Un coup de coeur de Isabelle P.
Dans les années 70, alors que le tumulte de mai 68 s’est tu, c’est l’effervescence au parti communiste qui voit notamment les maoïstes s’organiser au sein des classes ouvrières: c’est la grande époque des “établis”, ces étudiant.e.s qui choisissent volontairement de travailler dans les usines afin d’y amener la lutte des classes.
C’est ainsi qu’une douzaine de personnes, des couples d’origines sociales différentes, vont adhérer au projet d’un certain Fernando, réfugié espagnol anti-franquiste qui prône donc le travail en usine et organise une véritable vie communautaire.
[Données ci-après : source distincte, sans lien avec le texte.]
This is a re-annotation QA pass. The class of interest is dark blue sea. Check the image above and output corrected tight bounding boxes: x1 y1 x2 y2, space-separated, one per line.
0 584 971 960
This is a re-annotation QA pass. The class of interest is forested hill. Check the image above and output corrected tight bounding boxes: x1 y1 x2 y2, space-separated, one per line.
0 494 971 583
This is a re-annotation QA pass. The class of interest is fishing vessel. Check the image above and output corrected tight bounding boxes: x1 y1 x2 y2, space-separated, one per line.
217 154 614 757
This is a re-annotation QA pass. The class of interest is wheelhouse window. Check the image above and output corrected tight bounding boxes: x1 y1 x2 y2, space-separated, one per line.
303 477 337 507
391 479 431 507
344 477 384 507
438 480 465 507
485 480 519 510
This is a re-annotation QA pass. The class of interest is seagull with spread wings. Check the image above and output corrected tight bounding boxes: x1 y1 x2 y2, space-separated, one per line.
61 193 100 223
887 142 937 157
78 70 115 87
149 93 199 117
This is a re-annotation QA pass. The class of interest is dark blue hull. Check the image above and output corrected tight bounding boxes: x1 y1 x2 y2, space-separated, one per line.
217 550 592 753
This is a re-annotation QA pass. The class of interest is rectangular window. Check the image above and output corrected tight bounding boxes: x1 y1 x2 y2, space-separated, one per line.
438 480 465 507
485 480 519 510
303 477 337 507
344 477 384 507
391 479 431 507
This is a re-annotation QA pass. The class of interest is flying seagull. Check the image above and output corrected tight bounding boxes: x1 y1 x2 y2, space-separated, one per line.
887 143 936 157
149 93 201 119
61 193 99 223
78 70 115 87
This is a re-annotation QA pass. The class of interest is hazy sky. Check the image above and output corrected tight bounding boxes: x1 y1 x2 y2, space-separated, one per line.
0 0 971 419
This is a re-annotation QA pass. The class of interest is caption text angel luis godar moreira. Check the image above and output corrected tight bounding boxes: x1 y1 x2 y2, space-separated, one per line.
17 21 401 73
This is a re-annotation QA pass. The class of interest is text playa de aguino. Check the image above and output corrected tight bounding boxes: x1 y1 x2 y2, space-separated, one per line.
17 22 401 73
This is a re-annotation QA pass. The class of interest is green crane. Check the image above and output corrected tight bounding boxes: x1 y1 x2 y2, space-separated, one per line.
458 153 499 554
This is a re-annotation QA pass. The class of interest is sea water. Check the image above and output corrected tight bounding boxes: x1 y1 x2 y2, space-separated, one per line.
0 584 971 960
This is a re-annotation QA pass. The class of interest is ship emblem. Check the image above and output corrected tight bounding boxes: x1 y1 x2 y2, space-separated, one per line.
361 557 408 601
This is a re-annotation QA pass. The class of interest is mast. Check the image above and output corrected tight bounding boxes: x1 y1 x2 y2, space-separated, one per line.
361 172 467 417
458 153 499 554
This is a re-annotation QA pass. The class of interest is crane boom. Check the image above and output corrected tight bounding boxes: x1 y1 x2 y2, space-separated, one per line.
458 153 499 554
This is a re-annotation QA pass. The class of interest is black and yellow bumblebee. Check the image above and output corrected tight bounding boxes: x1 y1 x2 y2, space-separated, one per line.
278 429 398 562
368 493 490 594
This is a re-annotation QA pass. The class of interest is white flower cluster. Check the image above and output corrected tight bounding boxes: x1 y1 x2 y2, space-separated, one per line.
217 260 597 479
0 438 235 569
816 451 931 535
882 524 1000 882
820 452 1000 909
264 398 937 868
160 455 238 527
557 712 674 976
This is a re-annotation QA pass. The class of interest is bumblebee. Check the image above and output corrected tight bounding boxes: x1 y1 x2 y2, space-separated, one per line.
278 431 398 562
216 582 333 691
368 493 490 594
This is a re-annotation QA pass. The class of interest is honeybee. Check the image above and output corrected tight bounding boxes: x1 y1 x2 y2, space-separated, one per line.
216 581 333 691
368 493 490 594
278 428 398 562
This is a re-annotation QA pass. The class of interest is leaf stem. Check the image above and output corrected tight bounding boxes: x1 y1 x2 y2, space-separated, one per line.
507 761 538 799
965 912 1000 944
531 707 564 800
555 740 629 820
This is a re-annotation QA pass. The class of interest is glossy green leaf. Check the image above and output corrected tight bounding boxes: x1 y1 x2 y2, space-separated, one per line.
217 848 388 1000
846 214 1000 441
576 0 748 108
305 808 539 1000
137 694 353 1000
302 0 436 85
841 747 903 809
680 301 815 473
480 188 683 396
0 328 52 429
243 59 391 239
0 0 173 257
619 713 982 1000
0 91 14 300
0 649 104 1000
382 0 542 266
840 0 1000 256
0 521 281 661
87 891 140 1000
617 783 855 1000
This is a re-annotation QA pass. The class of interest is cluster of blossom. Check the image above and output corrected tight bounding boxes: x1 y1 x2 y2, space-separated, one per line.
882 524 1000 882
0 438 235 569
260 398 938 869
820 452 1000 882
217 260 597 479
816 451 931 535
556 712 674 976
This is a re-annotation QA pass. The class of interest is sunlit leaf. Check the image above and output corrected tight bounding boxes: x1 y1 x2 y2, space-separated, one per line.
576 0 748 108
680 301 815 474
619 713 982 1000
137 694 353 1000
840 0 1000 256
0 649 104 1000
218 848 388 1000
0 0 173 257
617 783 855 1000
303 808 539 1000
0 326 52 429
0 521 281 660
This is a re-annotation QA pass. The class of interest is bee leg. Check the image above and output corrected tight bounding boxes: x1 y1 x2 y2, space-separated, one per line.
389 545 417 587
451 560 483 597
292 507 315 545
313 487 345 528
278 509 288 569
Mais le personnage de Fernando recèle bien des zones d’ombres et le leader va progressivement se transformer en un personnage autoritaire, intransigeant et violent. Pendant 10 ans, ce “prophète rouge” va instaurer un rapport de défiance entre les membres du groupe et de soumission à son autorité. Organisant en permanence des autocritiques faites de procès, de dénonciations, de harcèlement moral qui détruisent psychologiquement chacun des membres du groupe, l’expérience se transforme en cauchemar sans que la plupart des protagonistes ne remettent en cause ni la légitimité de leur chef charismatique ni ses pratiques d’une violence psychologiques, morales et même physique. Tentative de suicide, de meurtre, séparations entre conjoints mais aussi entre parents et enfants, les témoignages des anciens membres du groupe sont édifiants.Trente ans après, les traumatismes sont encore présents et pour certains la parole reste encore impossible à prendre. Mais les journaux tenus par le groupe à l’époque sont là, implacables.
A travers cette histoire, Julie Pagis questionne cette forme d’emprise et les rouages du charisme tel que Max Weber l'avait décrit dans son livre sur La Domination : une soumission entière et consciente construite sur fond d’admiration aveugle et d’engagement militant. Mais l'enquête prend une tournure rocambolesque lorsque remontant le passé de Fernando, la sociologue se heurte à des dossiers des services secrets. Fernando devient alors un personnage à la lisière de la réalité et de la fiction: insaisissable, usant à la perfection des techniques de manipulation bien connues des services d’espionnage, il plonge la sociologue elle-même dans une forme de fascination dont elle avouera avoir du mal à se défaire.
On ne ressort pas indemne de ce livre qui questionne notre rapport à la domination et surtout à la soumission car le pouvoir charismatique même s’il est instable comme le souligne Max Weber et à son tour Julie Pagis, il est avant tout fort de tous ceux qui lui sont librement assujettis. Et cela dépasse largement les classes sociales.